Seja qual for o resultado da eleição, a situação política depois dos anos de catástrofe e trevas (2018-2022) será um problema grave, tanto para um governo prestante ou, no caso de acontecer o pior, como para uma tentativa de evitar o desfazimento autoritário do país.

Jair Bolsonaro durante campanha em Nova Jerusalém, 40 km from Brasilia - Evaristo Sá - 24.out.22/AFP

A frente eleitoral pró-Lula é precária principalmente porque não havia partidos para uma aliança que fosse além da esquerda ou similar (toda de partidos muito pequenos ou minúsculos). A maioria do Congresso é de partidos compostos de gente de extrema direita, direita dura ou direita negocista.

O centro, algo como o velho PSDB e aliados próximos, evaporou. Além da esquerda, os aliados políticos ou parlamentares de Lula são lideranças regionais, que aderiram por interesse eleitoral imediato (Nordeste) e também orientado por decisões relativas a disputas de oligarquias locais. Há até gente do PP e do PL circunstancialmente pró-Lula.

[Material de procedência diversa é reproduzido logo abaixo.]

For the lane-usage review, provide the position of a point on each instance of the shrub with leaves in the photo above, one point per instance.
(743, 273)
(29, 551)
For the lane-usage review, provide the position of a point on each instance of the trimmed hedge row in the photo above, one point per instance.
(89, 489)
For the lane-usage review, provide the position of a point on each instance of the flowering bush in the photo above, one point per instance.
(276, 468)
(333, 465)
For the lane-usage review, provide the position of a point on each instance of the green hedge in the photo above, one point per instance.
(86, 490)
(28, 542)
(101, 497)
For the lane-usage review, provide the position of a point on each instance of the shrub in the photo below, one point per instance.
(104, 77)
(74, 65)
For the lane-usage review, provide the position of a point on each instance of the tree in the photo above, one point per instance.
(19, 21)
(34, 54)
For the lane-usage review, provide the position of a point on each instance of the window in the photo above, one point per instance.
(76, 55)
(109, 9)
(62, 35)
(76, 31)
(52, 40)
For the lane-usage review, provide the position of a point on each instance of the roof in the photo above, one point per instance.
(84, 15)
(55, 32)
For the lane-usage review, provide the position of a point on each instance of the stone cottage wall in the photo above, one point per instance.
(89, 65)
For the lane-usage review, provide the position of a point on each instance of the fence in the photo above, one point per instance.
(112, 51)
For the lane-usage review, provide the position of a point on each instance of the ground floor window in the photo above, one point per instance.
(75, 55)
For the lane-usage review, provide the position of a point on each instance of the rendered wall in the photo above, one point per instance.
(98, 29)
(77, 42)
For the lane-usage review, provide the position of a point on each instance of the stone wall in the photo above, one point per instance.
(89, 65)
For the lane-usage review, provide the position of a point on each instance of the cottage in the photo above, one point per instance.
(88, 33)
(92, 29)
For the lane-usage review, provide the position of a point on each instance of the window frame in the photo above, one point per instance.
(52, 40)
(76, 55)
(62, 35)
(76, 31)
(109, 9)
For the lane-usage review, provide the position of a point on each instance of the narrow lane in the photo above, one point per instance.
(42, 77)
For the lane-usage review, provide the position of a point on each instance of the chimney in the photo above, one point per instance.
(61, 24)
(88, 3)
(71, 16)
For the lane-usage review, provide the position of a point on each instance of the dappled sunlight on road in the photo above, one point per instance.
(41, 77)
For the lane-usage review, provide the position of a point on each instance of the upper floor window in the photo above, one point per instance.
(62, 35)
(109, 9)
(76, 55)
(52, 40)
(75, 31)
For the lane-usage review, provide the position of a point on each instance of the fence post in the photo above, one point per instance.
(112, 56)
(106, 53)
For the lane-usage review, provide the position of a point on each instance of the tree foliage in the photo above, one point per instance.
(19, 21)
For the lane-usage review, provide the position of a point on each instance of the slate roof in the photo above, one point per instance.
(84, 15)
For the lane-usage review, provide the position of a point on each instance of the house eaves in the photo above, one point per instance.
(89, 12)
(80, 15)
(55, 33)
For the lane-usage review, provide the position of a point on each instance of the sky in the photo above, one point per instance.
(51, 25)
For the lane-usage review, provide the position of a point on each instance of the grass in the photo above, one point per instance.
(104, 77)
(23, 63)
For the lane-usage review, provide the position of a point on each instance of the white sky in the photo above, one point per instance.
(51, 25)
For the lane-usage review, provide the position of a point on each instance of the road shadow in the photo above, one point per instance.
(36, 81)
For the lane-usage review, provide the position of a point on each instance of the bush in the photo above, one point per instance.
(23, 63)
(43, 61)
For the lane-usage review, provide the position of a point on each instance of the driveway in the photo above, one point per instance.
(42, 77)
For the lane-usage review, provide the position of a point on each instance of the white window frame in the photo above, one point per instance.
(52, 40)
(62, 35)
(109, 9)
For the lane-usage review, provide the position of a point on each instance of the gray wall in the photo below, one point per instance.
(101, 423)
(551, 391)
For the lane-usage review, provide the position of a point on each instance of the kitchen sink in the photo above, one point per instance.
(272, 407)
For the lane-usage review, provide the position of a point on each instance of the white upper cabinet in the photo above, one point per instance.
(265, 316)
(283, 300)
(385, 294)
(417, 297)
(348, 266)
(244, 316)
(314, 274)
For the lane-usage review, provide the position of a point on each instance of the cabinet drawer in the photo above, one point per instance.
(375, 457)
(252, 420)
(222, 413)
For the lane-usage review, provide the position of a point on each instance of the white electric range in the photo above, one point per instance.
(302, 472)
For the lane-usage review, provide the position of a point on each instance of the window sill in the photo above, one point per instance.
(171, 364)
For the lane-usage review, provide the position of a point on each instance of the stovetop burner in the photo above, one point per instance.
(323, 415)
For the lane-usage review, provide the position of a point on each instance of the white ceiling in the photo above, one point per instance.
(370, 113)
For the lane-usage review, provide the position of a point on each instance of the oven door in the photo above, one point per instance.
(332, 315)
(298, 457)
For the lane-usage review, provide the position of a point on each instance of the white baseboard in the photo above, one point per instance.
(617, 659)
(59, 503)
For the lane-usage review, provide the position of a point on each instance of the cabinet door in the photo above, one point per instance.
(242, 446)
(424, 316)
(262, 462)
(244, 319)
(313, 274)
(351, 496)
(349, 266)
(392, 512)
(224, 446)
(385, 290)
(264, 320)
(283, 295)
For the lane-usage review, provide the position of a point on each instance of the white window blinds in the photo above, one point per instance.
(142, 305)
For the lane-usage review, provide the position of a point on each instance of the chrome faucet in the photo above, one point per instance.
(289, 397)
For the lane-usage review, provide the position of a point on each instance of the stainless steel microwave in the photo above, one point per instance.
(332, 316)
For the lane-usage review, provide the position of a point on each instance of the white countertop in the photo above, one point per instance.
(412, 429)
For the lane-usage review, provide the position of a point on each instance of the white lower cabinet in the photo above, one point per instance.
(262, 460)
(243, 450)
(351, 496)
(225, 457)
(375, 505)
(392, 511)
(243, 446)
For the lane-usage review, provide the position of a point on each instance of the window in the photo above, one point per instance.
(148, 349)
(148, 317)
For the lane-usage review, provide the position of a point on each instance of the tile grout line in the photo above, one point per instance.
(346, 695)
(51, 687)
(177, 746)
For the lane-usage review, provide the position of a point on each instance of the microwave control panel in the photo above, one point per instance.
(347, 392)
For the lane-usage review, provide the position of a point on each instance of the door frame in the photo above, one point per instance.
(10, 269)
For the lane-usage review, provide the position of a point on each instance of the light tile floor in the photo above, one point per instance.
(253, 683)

Simone Tebet juntou-se a Lula mas não é o MDB (ninguém é o MDB, ora também pequeno), embora possa ser uma líder da reinvenção centrista. Levou consigo muitos dos seus quadros e partidários qualificados. Outros, algo parecido com a velha guarda tucana, também aderiram, assim, como a elite econômica civilizada.

Embora Tebet e essas pessoas sejam apoio importante, em especial porque qualificado, não são partido e nem mesmo um movimento organizado e duradouro.

Mas, caso eleito, Lula poderia contar com essas pessoas se fizesse oferta clara, mais ou menos explícita, de aliança. Pode ser embrião de algo maior e até facilitar acordos no Congresso, onde a vida será mais difícil.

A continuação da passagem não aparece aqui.